As a condition of employment, all employees shall abide by the terms and conditions of the Drug-Free Workplace Act of 1988. An employee must notify the college of any criminal drug statute conviction for a violation occurring in the workplace no later than five (5) days after such conviction. Such notice shall be provided in writing to the director of Personnel. The college will, in turn, notify as appropriate, the applicable federal agency of the conviction within ten (10) days of its receipt of notification of the conviction. For such conviction, the college will take appropriate personnel action, up to and including discharge. Failure by the employee to give appropriate notice to the college may result in the standard progressive disciplinary action up to and including discharge.  Employees may also be required to satisfactorily participate in a drug rehabilitation program before being allowed to return to work.

LEGAL SANCTIONS

There are serious legal consequences for possessing, delivering, and using controlled substances. Information on State and Federal penalties for the possession of drugs can be obtained from many sources including the Substance Abuse Prevention Office.

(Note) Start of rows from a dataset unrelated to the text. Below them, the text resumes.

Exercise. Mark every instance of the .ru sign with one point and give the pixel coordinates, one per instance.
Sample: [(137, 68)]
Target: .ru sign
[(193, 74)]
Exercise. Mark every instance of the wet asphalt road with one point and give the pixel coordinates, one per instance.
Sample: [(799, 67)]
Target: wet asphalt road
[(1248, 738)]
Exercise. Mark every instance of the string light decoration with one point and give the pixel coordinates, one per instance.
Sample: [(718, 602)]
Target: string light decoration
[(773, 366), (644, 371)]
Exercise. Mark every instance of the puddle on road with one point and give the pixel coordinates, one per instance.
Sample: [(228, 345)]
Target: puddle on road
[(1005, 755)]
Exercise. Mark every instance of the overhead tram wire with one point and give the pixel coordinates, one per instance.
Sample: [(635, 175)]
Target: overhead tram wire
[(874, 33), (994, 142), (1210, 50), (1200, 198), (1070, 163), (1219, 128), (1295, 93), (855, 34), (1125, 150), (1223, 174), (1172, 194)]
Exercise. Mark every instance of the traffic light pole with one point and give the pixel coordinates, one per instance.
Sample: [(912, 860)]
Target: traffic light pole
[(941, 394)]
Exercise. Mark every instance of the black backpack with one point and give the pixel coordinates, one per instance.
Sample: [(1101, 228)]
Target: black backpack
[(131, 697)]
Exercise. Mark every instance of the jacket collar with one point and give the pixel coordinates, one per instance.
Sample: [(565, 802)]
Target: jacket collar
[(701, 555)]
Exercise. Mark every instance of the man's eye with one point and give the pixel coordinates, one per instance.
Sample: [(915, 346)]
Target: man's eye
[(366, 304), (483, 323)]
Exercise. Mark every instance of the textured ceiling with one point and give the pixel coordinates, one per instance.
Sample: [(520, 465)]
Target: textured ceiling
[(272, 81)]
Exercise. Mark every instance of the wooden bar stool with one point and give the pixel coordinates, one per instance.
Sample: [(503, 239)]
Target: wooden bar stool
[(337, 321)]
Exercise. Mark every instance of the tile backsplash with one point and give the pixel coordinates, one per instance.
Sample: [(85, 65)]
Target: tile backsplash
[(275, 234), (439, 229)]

As the prevention office places emphasis on substance abuse as a public health issue, its mission is primarily health promotion. Formal involvement with the program is covered by Federal confidentiality laws, which strictly limit information sharing about a person's involvement with the program. However, if a person is an immediate danger to themselves or others, State and Federal laws mandate that appropriate action be taken.

HEALTH RISKS

Possible health risks associated with prescription and other major drug use categories can be obtained from the Substance Abuse Prevention Office. Both needle sharing, among injectable drug users, as well as unprotected sex increase the risks of HIV infection and Hepatitis B disease. Eighty percent (80%) of the U.S. HIV + population, has some sort of Alcohol and Other Drug involvement in their history.